1. The Union’s Position

     The Union proposes that the smoking shelters be equipped with heat and lights; in the alternative, the shelters should be equipped with only lights. Essentially, without being heated, snow and ice are likely to accumulate in the shelters during winter, thereby creating safety concerns for employees who may slip and fall while standing in them. If they are heated, snow and ice would melt, eliminating potentially slippery surfaces. Providing these amenities also would help the Employer avoid Workers’ Compensation claims since employee injury is less likely to occur in such circumstances. Furthermore, because snow and ice are prevalent during 6 months of the year, heating the shelters would provide employees with a more comfortable environment in which to take their smoking breaks. Conversely, if the shelters are not equipped with heat and lights employees might not use them due to safety concerns and the lack of "creature comfort." In addition, employees may be tempted to smoke indoors which could result in workplace conflicts with non-smokers.
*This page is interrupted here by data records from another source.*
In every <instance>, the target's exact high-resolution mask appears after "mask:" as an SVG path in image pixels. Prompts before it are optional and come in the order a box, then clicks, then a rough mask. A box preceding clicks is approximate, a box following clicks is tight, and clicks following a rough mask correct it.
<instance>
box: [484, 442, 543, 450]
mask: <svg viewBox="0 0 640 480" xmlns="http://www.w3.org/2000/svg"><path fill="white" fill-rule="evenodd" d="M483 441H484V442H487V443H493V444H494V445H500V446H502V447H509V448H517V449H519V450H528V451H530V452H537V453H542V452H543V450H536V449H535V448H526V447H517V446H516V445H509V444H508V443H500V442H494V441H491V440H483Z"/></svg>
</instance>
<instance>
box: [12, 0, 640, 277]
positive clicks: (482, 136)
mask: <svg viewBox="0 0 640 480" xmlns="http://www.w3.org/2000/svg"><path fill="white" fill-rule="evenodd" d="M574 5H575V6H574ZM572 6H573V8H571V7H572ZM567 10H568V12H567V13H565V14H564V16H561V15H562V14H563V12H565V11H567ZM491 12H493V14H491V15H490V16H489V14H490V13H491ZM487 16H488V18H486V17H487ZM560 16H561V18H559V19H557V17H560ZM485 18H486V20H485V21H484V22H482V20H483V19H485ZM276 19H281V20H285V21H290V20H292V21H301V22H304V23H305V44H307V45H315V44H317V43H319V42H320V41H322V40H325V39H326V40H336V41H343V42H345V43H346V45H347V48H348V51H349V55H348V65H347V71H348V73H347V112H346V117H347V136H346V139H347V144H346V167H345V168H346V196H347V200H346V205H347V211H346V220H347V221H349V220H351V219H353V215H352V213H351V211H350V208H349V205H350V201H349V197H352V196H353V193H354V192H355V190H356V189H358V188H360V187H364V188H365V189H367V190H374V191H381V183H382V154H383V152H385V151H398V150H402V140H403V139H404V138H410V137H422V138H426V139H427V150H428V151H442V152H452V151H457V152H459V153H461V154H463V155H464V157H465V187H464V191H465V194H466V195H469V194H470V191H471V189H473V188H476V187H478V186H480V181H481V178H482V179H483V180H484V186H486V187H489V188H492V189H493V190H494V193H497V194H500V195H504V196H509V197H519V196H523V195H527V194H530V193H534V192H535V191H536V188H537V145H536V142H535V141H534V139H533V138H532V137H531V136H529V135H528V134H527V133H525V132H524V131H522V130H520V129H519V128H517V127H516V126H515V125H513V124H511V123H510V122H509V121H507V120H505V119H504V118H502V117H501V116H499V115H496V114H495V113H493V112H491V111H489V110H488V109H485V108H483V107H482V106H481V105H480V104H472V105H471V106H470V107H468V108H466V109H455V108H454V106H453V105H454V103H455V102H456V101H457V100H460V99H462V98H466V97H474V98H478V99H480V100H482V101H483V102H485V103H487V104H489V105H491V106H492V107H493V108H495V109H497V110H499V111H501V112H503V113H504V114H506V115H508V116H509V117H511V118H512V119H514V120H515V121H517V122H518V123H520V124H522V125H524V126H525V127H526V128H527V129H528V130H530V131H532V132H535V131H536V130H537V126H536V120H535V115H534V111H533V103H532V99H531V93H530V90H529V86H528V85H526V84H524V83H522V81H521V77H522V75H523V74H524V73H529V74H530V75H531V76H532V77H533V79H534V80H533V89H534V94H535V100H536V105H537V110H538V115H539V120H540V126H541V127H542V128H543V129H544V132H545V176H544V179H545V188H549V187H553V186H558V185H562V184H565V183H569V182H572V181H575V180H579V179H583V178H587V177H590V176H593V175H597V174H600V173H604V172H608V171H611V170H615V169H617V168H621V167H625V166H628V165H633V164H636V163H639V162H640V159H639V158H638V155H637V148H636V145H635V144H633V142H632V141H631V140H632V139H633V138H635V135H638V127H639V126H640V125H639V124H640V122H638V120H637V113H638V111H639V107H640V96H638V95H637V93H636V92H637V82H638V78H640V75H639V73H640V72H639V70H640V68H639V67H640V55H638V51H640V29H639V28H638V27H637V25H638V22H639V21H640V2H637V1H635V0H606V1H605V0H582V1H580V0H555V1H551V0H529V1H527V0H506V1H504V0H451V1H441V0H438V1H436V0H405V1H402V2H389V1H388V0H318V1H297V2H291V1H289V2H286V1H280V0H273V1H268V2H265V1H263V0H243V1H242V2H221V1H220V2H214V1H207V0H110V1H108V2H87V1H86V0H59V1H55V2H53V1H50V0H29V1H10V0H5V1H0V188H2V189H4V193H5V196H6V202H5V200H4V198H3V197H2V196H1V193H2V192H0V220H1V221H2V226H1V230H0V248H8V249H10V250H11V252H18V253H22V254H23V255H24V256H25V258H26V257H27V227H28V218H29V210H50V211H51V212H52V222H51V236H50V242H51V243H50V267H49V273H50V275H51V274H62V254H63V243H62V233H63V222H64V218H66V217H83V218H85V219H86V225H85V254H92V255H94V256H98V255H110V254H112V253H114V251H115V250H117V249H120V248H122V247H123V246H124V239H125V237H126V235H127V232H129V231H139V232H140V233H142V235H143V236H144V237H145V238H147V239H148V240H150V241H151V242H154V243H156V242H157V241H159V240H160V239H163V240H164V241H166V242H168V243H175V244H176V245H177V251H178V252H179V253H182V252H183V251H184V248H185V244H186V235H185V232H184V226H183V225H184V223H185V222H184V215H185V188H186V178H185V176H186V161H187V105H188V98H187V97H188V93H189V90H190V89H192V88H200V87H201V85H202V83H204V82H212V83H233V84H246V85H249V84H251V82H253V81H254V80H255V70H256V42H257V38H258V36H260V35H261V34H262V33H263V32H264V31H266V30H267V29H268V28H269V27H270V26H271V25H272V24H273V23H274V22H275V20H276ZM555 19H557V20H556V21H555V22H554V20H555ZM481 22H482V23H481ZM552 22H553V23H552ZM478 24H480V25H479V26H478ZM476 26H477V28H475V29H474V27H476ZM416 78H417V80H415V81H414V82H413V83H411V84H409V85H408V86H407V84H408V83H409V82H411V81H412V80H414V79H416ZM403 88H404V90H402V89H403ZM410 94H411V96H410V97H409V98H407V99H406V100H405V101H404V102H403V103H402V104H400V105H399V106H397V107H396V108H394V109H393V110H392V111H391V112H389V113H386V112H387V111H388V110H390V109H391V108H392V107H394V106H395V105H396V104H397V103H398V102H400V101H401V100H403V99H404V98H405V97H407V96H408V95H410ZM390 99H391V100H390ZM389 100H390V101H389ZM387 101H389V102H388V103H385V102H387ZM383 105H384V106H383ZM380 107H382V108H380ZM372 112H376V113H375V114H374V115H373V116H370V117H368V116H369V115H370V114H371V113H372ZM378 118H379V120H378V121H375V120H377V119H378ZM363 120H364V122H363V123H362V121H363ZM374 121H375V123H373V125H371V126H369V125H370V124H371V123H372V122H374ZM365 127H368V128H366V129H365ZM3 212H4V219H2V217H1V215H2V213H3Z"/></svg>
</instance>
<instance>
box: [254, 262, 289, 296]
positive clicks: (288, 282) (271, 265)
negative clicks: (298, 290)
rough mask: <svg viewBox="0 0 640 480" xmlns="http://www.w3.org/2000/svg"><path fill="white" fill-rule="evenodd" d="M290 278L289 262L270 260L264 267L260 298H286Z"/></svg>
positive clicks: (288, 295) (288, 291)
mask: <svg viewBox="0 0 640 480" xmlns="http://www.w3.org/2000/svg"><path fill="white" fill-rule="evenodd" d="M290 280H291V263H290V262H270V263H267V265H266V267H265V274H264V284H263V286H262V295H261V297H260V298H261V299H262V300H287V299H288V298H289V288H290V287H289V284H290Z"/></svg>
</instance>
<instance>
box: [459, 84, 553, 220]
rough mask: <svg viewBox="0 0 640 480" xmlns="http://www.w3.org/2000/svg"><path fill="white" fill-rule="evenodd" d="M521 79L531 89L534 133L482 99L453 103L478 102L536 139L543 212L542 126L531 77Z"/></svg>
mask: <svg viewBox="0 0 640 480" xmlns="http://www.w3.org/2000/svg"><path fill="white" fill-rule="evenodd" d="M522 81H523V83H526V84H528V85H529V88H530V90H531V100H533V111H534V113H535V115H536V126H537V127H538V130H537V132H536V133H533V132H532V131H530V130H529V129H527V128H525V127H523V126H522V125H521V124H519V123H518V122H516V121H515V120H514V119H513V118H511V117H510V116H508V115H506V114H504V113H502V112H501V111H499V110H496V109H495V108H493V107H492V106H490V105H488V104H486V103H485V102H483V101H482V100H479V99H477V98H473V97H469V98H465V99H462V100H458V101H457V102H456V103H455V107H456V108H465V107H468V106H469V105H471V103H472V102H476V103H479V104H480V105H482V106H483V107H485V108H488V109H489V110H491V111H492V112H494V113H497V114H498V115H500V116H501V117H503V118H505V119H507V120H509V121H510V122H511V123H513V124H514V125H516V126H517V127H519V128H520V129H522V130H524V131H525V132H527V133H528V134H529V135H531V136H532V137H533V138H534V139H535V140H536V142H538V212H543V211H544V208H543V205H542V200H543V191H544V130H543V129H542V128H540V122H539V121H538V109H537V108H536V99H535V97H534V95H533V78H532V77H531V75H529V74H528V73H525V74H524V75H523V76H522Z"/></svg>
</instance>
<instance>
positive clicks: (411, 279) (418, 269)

    In the alternative, should the Panel determine that heating the shelters is not warranted, the Employer should, at a minimum, be required to install direct lighting for them. Ambient lighting, which the Employer proposes, may be inadequate when a shelter is not heated. In this connection, frost is likely to accumulate on the glass walls and prevent the light from nearby buildings and street lights from penetrating the glass. Without the bright illumination of direct lighting, smoking shelters would be dark during the second and third shifts, posing a threat to employee safety and security.

2. The Employer’s Position

     In essence, the Employer proposes that outdoor smoking shelters should not be heated and lighting for them should be ambient, except where this would not provide adequate illumination. Heating and directly lighting a shelter would require that electrical service be provided to each of 18 smoking shelters at an exorbitant cost for construction and maintenance. In this regard, estimates indicate that without electrical service, each shelter should cost approximately $10,500 to construct; adding electrical service would increase the cost significantly to approximately $14,550 per shelter. Additionally, annual maintenance costs would increase threefold from an estimated $182 per shelter, without electricity, to $616 with electricity. Moreover, the design of the smoking shelters, with a 3-inch opening at the bottom perimeter and swinging personnel doors, is not conducive to holding heat; since the structures are not weather-tight, the Employer, in essence, would be paying to "heat all outdoors" if the Union’s proposal is adopted. Shelters are not intended to be comfort zones for employees but, rather, should provide them with a "modicum" or "measure of protection" from the elements, as the Panel has ordered in other cases involving smoking policy.(3) Furthermore, employees are accustomed to dressing for severe weather in the wintertime and, therefore, it is likely that standing in an unheated shelter for a short period of time while on a smoke break would not be uncomfortable for them.